Helen worked for four years for the clothing shop. The owner of this business and his wife looked after their employees, became friends with many of them, and continued some friendships long after the employment had ended. Helen’s working environment was, therefore, an emotionally sustaining one. After she had been in the nursing home a year, her old boss was admitted following a stroke. He lingered for a couple of weeks, and Helen would make her way slowly, with her walker, into his room to visit him. A tall, handsome man with a smooth, pale face, he lay back on his pillow staring at her with his bright eyes, but he did not know her. His wife, often there beside him, visiting, would try to remind him, but he would shake his head.

Physical Activity: Work and Play

Both Helen and Vi have had lives filled with physical activity, most consistently walking, including long-distance, and both spent significant amounts of time outdoors in the fresh air, especially as children, but also as adults. In both cases, once childhood was past, this activity principally consisted of work of one kind or another, either for themselves or for pay. But their leisure pursuits have often been active as well. Neither Vi nor Helen ever played a sport, but both danced regularly, and Vi’s travels have often included a fair amount of walking.

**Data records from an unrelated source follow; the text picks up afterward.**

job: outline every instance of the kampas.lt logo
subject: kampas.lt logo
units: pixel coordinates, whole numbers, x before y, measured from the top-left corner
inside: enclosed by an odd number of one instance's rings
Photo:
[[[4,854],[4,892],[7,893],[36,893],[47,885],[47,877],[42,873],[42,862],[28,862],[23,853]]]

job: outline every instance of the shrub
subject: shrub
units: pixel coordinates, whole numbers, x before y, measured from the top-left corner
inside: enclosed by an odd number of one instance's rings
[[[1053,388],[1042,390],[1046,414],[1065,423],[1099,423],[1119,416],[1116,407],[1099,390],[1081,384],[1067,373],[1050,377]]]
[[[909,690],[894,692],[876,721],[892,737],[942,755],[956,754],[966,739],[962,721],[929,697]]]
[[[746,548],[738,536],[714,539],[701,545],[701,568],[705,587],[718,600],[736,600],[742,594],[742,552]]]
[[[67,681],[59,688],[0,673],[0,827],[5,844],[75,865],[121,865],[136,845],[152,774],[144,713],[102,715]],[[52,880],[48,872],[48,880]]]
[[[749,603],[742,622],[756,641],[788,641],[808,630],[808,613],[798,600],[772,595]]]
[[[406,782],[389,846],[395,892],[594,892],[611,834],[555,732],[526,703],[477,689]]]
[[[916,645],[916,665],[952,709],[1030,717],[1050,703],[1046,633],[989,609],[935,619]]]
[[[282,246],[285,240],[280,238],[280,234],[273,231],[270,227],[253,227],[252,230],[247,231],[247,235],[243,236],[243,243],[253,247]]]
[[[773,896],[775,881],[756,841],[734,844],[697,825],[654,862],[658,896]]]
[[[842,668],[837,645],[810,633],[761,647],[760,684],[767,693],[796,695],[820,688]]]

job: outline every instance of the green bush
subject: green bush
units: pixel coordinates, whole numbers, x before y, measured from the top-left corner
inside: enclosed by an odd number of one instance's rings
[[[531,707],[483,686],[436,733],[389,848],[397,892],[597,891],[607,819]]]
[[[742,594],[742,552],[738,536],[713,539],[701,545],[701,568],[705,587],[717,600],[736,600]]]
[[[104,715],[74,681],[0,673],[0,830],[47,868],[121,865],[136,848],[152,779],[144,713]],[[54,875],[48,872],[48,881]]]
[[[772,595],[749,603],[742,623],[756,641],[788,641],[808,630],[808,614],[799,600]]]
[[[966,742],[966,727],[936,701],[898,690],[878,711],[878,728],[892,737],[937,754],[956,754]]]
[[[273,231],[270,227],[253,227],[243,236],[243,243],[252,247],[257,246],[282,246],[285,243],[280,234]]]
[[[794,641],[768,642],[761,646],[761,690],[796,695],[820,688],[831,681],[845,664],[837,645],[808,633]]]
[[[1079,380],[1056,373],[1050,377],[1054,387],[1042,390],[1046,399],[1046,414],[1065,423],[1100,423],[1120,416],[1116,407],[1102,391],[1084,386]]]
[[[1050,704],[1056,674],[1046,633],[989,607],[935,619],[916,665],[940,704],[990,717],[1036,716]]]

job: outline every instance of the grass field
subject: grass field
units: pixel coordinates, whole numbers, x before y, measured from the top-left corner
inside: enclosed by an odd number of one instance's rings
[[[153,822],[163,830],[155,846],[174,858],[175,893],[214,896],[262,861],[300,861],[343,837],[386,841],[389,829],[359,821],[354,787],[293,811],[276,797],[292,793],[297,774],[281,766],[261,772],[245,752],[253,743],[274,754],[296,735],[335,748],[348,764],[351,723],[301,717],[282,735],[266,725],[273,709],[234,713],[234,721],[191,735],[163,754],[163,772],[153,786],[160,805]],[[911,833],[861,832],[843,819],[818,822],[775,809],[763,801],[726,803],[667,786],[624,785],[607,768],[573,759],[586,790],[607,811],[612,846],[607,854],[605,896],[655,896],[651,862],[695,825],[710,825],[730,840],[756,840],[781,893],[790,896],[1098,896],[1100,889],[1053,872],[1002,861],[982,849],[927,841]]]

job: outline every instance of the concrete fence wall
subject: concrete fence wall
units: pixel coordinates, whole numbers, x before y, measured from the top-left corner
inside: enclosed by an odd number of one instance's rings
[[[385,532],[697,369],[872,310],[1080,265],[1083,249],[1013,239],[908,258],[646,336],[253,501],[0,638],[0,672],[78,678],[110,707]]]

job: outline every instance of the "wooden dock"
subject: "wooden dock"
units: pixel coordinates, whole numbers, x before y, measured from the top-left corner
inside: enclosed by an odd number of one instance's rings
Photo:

When Vi was a child, she walked into town for errands and to attend school. Apart from her mealtimes and the hours spent in school, she was physically active the entire day, at her chores and at play — principally outdoors — with her siblings, cousins, and friends. As a young and middle-aged adult, too, she was physically active all day, her time divided between work for her own or her family’s maintenance and work for pay, in both cases physical and active.